Opinion
DOCKET NO. A-3174-12T1
12-18-2013
Fredric M. Knapp, Acting Morris County Prosecutor, attorney for appellant (Paula Jordao, Special Deputy Attorney General/Acting Assistant Prosecutor, on the brief). Scott J. Marum, attorney for respondent.
NOT FOR PUBLICATION WITHOUT THE
APPROVAL OF THE APPELLATE DIVISION
Before Judges Grall and Nugent
On appeal from Superior Court of New Jersey, Law Division, Morris County, Municipal Appeal No. 12-011.
Fredric M. Knapp, Acting Morris County Prosecutor, attorney for appellant (Paula Jordao, Special Deputy Attorney General/Acting Assistant Prosecutor, on the brief).
Scott J. Marum, attorney for respondent. PER CURIAM
Following a trial de novo, a judge found defendant, Rajkumar Jagadeeshan, guilty of operating a motor vehicle while under the influence of intoxicating liquor, N.J.S.A. 39:4-50(a). The judge based his decision on the arresting officer's observations of defendant's breath, appearance, and demeanor, as well as defendant's inability to properly perform several field sobriety tests. The judge did not find defendant guilty of operating a motor vehicle with a blood alcohol concentration (BAC) of 0.08 percent or more, but instead suppressed the results of an Alcotest because the arresting officer had not given defendant a copy of the alcohol influence report (AIR) before releasing him. According to the AIR, defendant's BAC was 0.15 percent.

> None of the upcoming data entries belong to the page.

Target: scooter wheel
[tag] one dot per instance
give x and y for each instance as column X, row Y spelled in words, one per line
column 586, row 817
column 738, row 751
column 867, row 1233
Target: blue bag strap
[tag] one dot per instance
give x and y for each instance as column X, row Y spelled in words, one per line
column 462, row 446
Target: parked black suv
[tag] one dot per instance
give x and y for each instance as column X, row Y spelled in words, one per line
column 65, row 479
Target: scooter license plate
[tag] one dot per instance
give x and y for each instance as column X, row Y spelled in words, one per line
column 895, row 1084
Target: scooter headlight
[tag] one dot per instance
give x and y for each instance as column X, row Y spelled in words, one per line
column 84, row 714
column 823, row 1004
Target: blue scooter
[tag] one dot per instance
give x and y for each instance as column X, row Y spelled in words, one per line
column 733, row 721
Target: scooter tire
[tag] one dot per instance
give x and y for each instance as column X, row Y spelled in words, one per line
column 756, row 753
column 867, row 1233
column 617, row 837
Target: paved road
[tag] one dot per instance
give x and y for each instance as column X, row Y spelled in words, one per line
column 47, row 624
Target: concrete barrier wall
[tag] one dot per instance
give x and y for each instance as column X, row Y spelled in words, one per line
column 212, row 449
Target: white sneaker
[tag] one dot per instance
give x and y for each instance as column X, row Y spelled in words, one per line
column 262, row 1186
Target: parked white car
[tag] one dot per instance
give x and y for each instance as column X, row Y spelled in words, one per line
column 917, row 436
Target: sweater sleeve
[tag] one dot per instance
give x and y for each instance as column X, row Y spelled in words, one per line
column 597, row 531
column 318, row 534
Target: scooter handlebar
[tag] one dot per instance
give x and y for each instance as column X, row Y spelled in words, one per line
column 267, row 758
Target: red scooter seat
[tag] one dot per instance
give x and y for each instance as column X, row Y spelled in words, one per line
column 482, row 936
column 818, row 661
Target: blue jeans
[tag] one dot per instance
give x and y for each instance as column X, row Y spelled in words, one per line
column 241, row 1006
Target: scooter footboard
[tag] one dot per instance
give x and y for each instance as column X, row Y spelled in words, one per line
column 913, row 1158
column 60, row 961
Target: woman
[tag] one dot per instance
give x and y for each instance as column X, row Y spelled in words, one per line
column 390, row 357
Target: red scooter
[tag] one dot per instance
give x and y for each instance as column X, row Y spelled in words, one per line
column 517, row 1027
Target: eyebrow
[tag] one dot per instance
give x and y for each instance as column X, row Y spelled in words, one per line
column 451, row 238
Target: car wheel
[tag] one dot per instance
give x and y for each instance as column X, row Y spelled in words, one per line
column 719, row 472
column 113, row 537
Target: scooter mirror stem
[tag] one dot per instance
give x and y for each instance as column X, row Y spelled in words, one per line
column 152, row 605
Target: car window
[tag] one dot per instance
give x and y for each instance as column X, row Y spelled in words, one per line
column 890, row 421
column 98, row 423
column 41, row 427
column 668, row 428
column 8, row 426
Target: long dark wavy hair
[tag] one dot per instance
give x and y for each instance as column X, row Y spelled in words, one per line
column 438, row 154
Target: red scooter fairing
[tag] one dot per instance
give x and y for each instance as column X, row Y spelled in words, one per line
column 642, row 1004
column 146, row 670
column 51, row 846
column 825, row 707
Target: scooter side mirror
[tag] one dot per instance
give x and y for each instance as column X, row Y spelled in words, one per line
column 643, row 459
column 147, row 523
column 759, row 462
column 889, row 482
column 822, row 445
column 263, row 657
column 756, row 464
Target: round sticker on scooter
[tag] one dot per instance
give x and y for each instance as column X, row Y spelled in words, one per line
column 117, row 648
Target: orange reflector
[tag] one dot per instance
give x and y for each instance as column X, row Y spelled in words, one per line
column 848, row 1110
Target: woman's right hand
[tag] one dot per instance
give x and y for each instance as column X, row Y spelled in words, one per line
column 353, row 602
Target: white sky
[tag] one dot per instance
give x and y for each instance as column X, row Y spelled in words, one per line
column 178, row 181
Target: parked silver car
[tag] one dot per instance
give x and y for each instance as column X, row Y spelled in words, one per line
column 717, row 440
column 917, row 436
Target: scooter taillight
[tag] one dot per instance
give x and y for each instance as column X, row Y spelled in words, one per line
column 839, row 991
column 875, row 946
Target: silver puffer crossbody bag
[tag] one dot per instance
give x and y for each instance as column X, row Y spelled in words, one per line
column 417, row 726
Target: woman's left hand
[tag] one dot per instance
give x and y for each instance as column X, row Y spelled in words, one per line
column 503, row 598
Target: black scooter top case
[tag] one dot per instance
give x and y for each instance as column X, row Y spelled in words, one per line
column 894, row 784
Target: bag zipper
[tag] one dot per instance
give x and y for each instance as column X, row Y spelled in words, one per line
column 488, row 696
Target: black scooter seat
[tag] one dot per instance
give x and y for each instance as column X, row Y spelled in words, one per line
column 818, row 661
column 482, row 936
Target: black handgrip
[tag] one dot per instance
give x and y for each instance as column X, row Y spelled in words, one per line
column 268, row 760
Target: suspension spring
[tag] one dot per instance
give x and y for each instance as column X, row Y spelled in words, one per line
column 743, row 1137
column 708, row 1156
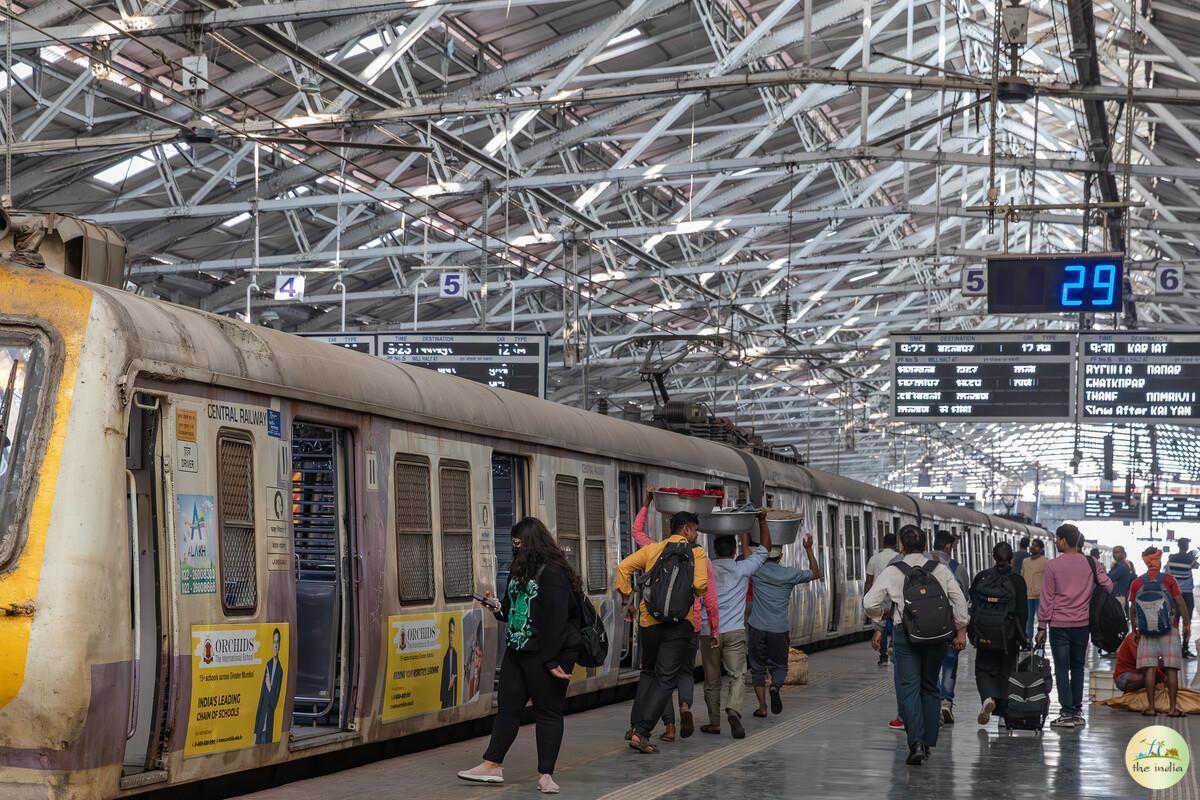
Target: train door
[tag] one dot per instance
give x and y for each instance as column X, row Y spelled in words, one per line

Having found defendant guilty of operating a motor vehicle while under the influence of intoxicating liquor, the judge suspended defendant's license for three months, ordered that defendant be detained for twelve hours in an Intoxicated Driver Resource Center, and imposed appropriate fines and assessments.
Defendant did not appeal. The State filed this appeal, contending that the judge committed reversible error by suppressing the AIR. The issue is moot. Cf. State v. Lyles, 291 N.J. Super. 517, 530 (App. Div. 1996), certif. den. sub nom. State v. R.F.L., 148 N.J. 60 (1997) (dismissing as moot the State's cross-appeal from the trial court's holding that fresh-complaint evidence was inadmissible, in view of the court's affirmance of defendant's rape conviction). Accordingly, we dismiss the appeal.
Dismissed as moot.
I hereby certify that the foregoing is a true copy of the original on file in my office.